The Scottish Government’s strategy also sets out an ambition for Scotland to be the first part of the UK in which onshore wind energy schemes thrive without subsidy. Asked to identify the single most useful change that the Scottish Government could make to promote onshore wind development, respondents identified three key policies which the Scottish Government could introduce: public sector power purchase agreements, facilitating increased turbine tip heights and introducing a legal presumption in favour of re-powering existing sites (28%, 24% and 24% respectively).
Commenting on the survey results, Keith Patterson, Co-Head of Renewables at Brodies LLP, said: “The energy sector is accustomed to change – it has lived with it for the past decade. Economic and technological changes are transforming the electricity sector, seemingly by the day. Much of this change has been spurred by policies seeking to drive the decarbonisation of our energy supply. Yet, despite all the change, we have only touched the surface of what is required if we are to decarbonise our energy supply –Scotland is transforming its electricity supply but we are only at the starter’s gun as far as decarbonising transport and heat are concerned.

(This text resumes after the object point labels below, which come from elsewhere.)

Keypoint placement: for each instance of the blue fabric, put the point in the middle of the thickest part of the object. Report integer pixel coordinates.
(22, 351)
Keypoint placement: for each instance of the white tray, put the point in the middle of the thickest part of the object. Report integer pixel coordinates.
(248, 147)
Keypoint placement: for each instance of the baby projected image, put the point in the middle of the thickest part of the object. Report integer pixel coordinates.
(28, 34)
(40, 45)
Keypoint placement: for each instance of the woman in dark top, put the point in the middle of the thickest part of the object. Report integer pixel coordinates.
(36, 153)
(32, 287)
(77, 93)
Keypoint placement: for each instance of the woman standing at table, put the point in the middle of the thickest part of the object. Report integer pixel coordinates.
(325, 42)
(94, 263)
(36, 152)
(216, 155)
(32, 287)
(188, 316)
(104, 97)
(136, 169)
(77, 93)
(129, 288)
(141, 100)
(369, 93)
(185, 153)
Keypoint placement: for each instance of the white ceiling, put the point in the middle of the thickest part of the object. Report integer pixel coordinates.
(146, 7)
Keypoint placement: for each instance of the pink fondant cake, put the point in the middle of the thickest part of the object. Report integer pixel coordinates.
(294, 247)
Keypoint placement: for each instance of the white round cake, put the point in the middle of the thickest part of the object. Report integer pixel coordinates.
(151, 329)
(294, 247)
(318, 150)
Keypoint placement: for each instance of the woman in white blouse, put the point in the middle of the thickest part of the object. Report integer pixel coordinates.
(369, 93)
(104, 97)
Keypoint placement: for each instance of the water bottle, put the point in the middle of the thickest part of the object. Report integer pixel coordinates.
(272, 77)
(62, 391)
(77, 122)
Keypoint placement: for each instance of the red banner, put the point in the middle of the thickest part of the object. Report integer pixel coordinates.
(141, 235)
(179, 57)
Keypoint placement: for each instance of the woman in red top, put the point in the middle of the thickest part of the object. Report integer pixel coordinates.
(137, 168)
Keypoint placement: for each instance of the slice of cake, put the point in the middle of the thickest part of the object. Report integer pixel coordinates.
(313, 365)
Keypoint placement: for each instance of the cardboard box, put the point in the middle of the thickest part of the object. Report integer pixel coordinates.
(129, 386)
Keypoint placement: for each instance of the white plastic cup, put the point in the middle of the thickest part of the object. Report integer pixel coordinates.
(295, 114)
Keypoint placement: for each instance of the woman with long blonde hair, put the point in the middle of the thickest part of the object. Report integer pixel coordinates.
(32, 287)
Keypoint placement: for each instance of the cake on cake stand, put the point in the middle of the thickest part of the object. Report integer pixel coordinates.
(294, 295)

“Perhaps the most important aspect of the draft Energy Strategy is that it signals that heat will now be the focus of Scotland’s decarbonising efforts. Again, the draft strategy does not say how heat will be decarbonised, but climate change targets published around the same time imply that Scotland’s domestic and commercial heat supply will be approaching carbon free supply by 2032. Even if Scotland does not hit this target, it promises a truly transformative future for Scotland’s heat supply.”